Klein geslacht van garnalen met 8 soorten uit de familie van de ➛Atyidae.
Kleine en onopvallende zoetwatergarnalen uit Europa, Midden-Oosten en Noord-Afrika. Carapax vrij klein, abdomen lang met een versmalling na het derde pleon, dat naar onderen taps toeloopt. Rostrum lang en fijn voorwaarts getand. Kleur in de regel transparant bruin, grijs of blauw.
Eén soort, A. desmarestii, is bekend als aquariumdier, al zal deze in de handel niet te vinden zijn.
Echte zoetwatergarnaal
Verspreiding oorspronkelijk Zuid-Europa en Noord-Afrika rond het Middellandse Zeegebied, maar door het verbinden van rivieren middels gegraven kanalen ook noordelijker gesignaleerd, tot in Nederland.

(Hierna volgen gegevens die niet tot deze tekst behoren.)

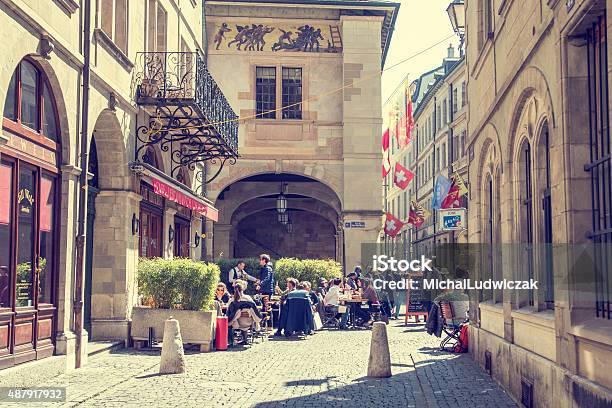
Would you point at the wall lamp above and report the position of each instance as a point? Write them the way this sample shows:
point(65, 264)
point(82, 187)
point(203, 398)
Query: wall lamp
point(135, 224)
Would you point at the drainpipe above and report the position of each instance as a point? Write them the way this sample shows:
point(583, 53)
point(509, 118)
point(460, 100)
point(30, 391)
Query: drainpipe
point(80, 238)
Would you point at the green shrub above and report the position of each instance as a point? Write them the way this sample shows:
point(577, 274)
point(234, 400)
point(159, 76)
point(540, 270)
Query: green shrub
point(178, 283)
point(306, 270)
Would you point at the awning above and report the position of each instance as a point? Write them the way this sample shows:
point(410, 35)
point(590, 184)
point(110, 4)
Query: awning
point(172, 190)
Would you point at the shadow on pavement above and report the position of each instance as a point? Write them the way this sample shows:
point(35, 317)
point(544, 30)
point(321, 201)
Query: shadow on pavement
point(463, 381)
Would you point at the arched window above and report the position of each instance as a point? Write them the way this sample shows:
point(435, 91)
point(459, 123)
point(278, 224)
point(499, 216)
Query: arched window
point(526, 216)
point(546, 231)
point(29, 107)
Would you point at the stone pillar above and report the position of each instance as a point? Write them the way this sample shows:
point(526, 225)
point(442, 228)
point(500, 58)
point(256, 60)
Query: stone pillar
point(196, 226)
point(167, 246)
point(222, 244)
point(362, 118)
point(115, 259)
point(65, 337)
point(208, 240)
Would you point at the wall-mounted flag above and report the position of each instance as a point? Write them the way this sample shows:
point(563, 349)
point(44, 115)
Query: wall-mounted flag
point(441, 189)
point(393, 225)
point(386, 154)
point(417, 214)
point(402, 176)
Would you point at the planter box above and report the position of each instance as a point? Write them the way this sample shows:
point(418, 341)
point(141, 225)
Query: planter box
point(197, 326)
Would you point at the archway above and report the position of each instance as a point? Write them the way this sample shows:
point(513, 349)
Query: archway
point(250, 223)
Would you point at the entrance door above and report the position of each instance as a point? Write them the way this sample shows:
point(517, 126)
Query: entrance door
point(27, 262)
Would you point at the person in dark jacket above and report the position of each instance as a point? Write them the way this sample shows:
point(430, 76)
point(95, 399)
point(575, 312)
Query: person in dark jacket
point(266, 276)
point(435, 321)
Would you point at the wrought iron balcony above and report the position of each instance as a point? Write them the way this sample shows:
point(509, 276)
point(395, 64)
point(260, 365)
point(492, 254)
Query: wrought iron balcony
point(189, 114)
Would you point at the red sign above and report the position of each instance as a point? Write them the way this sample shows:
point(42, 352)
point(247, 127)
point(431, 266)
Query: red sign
point(172, 194)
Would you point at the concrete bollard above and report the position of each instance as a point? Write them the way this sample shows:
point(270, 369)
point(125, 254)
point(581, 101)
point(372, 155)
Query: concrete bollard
point(379, 363)
point(173, 355)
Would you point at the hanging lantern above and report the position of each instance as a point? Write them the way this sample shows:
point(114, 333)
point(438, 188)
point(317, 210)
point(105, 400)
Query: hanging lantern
point(283, 218)
point(281, 201)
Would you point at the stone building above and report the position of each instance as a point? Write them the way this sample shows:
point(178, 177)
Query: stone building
point(437, 147)
point(539, 172)
point(93, 86)
point(304, 77)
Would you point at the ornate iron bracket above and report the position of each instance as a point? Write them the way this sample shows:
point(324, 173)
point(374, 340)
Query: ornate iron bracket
point(189, 115)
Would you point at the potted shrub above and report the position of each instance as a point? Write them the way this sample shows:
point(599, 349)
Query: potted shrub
point(181, 288)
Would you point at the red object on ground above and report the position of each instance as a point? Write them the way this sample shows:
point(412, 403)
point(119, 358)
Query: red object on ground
point(221, 333)
point(462, 345)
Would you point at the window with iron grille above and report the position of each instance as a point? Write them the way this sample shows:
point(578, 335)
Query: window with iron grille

Vorm als bij het geslacht vermeld. Kleur variabel, van transparant bruin, donkergrijs tot blauwig. Een licht beige rugstreep komt vaak voor, evenals beige strepen van daaraf naar beneden over de pleon-overgangen. Bovenste helft donkerder dankzij fijn patroon van donkere stipjes. Geslachtsonderscheid is lastig; mannen blijven kleiner.
Lengte ♀ tot 27 mm, ♂ tot 20 mm.
Verzorging niet moeilijk, houdt deze groepsdieren in een groepje van liefst 10 dieren of meer. Vermijd al te agressieve of drukke medebewoners en zorg voor dekking in de vorm van planten en decoratiemateriaal. Voedsel is zelden een probleem: de dieren leven van organisch afval, zoals ➛detritus en plantenresten, en van ➛biofilm. Voedselresten worden ook vlot opgeruimd. Eventueel bijvoeren met ➛plantaardig voer.
De kweek is gelukt. Productieve dieren die in de periode april-juli tot 1500 eieren meedragen. De zeer kleine larven of ➛zoea leven als plankton en lijken pas na meerdere vervellingen op de ouders. Een ➛sponsfilter is voor de kweek aan te raden. Jongen zijn te voeren met zeer fijn plantaardig ➛jongbroedvoer en ➛aufwuchs. De vele jongen vragen echter veel voer.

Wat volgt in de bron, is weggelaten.